Merci de m'avoir associée à cette commémoration du 10 Mai 1981. A l’époque, j'habitais dans le 13éme à Paris, sur la dalle des Olympiades qui n'était pas encore le quartier chinois de Paris.
Au moment où l'écran de télévision a dévoilé le visage du nouveau président de la république, François Mitterrand, une énorme clameur de joie a retenti sur la dalle puis les gens sont sortis sur leur balcon avec tambour, trompette, casserole, tout engin qui pouvait émettre un son, pour faire le maximum de bruit pour saluer cette victoire de la gauche? Puis, un moment plus tard, ce fut le silence car ils étaient partis faire la fête à la Bastille.

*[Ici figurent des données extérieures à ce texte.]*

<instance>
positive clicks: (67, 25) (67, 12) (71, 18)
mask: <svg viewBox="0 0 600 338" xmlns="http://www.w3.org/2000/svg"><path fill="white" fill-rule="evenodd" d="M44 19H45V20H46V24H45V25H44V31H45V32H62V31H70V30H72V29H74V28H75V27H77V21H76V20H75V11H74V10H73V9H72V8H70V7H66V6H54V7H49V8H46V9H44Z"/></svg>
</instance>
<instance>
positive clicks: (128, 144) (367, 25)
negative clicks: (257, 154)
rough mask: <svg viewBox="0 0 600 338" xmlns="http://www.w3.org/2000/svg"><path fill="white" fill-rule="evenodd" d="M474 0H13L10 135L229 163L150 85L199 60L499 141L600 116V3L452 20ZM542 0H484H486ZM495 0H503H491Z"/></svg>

J'étais déjà enseignante mais maitre auxiliaire: à l'époque, il y avait, notamment, peu de concours de recrutement de professeur de Collège d'Enseignement Technique (dans ma spécialité, pas de concours tous les ans et l'année où il y en avait 50 postes!). De plus, la seule préparation qui existait, c'était les cours du CNED! D'où un nombre très important de non titulaires et le dernier plan de titularisation datait des suites de 1968!!!!
Une des premières mesures qu'Alain Savary, Ministre de l'Education Nationale, a prise c'était la garantie du réemploi des maitres auxiliaires à la rentrée scolaire 1981. Bel été car l'angoisse de savoir si on allait avoir un poste à la rentrée disparaissait!
Ce fut aussi la première fête de la musique: un moment très émouvant et de véritable communion citoyenne : tous ceux qui jouaient d'un instrument de musique descendaient de chez eux avec leurs instruments pour jouer au pied de leur immeuble, retrouvaient leurs voisins musiciens et de mini concerts s'organisaient, partout, dans toutes les rues.
Voilà quelques souvenirs très personnels de ce 10 Mai 1981 et de ses conséquences directes.
Ce 10 mai 2011, je ne serai pas en France et je ne pourrai pas participer avec vous à cette commémoration mais je serai présente par la pensée.